Giovanni Beccari, Responsabile Comunicazione Cefa Onlus ha dichiarato:

«La Njombe Milk Factory S.p.A. è oggi un’azienda che dal 2013 ha raggiunto la sostenibilità economica e ridistribuisce reddito alla comunità locale: 800 allevatori hanno un mercato sicuro per il latte e 40 tanzaniani lavorano all’interno dell’azienda. A beneficiarne in modo diretto sono quindi circa 6000 persone. Oggi CEFA vuole replicare il successo di Africa Milk Project e ha individuato nel distretto di Beira in Mozambico il luogo ideale. Gli allevatori sono poveri, ma hanno voglia di crescere e di produrre latte sicuro per un mercato locale che ne richiede sempre maggiori quantità».

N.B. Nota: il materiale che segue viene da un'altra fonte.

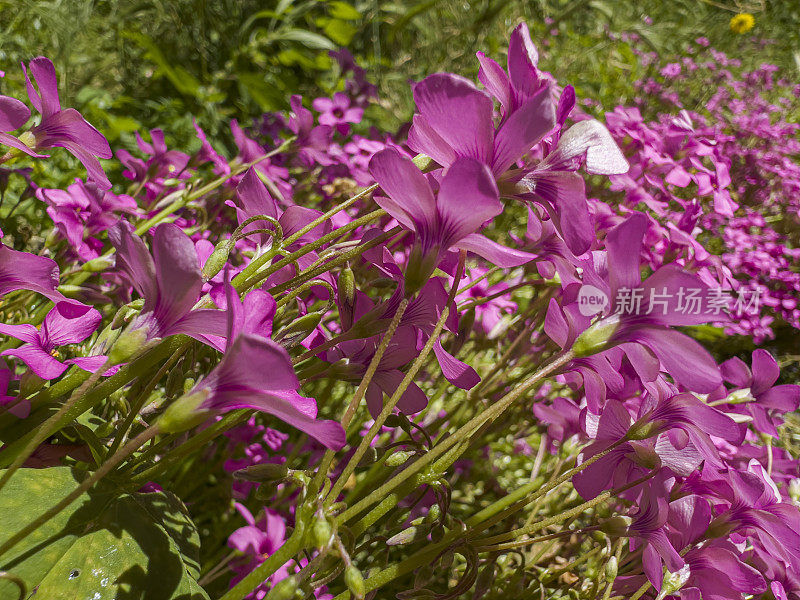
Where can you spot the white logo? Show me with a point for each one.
(591, 300)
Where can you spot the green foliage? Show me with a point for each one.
(104, 546)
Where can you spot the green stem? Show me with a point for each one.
(85, 486)
(282, 555)
(361, 390)
(49, 426)
(463, 432)
(126, 374)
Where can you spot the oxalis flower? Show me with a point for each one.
(40, 349)
(169, 281)
(255, 373)
(466, 199)
(644, 330)
(64, 128)
(25, 271)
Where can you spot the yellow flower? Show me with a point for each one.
(742, 23)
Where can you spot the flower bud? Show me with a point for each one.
(643, 429)
(321, 533)
(355, 582)
(298, 330)
(97, 265)
(794, 490)
(398, 458)
(218, 259)
(616, 526)
(285, 589)
(596, 338)
(612, 565)
(184, 413)
(126, 345)
(346, 288)
(424, 163)
(404, 537)
(674, 582)
(419, 269)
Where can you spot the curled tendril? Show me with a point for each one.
(307, 286)
(276, 233)
(23, 589)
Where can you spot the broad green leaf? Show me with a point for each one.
(340, 31)
(309, 39)
(104, 546)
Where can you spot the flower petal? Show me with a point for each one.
(459, 112)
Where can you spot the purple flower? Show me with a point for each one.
(455, 121)
(523, 81)
(257, 540)
(25, 271)
(256, 373)
(39, 350)
(20, 408)
(466, 199)
(64, 128)
(770, 400)
(169, 281)
(83, 211)
(312, 141)
(555, 184)
(337, 112)
(682, 357)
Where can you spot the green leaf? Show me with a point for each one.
(266, 95)
(340, 31)
(104, 546)
(309, 39)
(343, 10)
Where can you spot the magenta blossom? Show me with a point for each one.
(25, 271)
(765, 399)
(169, 281)
(83, 211)
(257, 373)
(337, 112)
(39, 350)
(466, 199)
(455, 121)
(64, 128)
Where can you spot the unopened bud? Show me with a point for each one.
(346, 288)
(404, 537)
(794, 490)
(419, 269)
(127, 344)
(285, 589)
(398, 458)
(184, 413)
(355, 582)
(434, 512)
(218, 259)
(97, 265)
(321, 533)
(616, 526)
(298, 330)
(423, 162)
(674, 581)
(596, 338)
(612, 565)
(643, 429)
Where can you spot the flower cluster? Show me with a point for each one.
(440, 280)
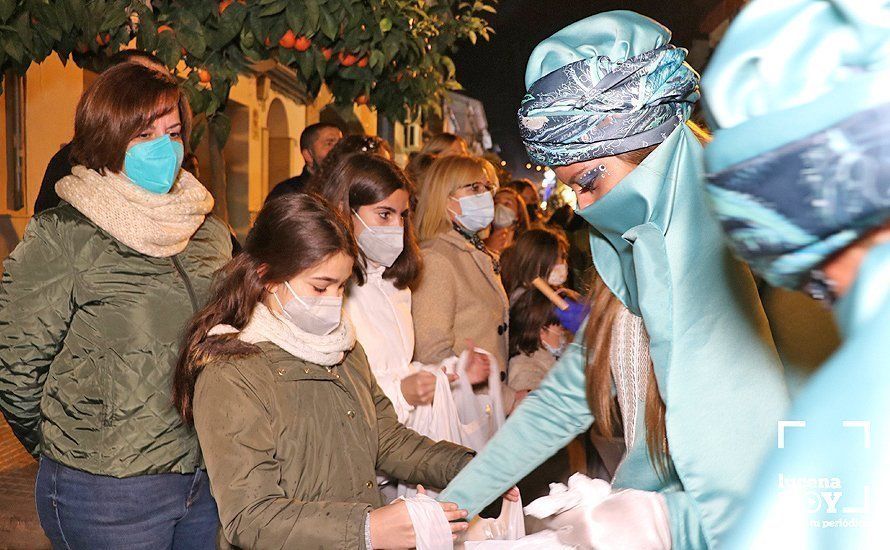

Il Gruppo Granarolo, uno dei principali player dell’agroalimentare italiano, comprende due realtà diverse e sinergiche: un consorzio di produttori di latte – Granlatte – che opera nel settore agricolo e raccoglie la materia prima – e una società per azioni – Granarolo S.p.A. – che trasforma e commercializza il prodotto finito e conta 12 siti produttivi dislocati sul territorio nazionale e 2 in Francia. Il Gruppo Granarolo rappresenta così la più importante filiera italiana del latte direttamente partecipata da produttori associati in forma cooperativa. Riunisce infatti circa 1.000 allevatori produttori di latte, un’organizzazione di raccolta della materia prima alla stalla con 70 mezzi, 1.200 automezzi per la distribuzione, che movimentano 750 mila tonnellate/anno e servono quotidianamente circa 50 mila punti vendita presso i quali 11 milioni di famiglie italiane acquistano prodotti Granarolo. Nei propri laboratori, il Gruppo effettua quotidianamente analisi sull’intera filiera produttiva, dalla materia prima al prodotto finito, per garantire al consumatore prodotti di qualità e con elevati standard di sicurezza. Il Gruppo Granarolo conta circa 2.100 dipendenti al 31/12/2014. Il 77,48% del Gruppo è controllato dal Consorzio Granlatte, il 19,78% da Intesa Sanpaolo, il restante 2,74% da Cooperlat.
Nel 2014 il Gruppo ha realizzato un fatturato superiore ad un miliardo di Euro.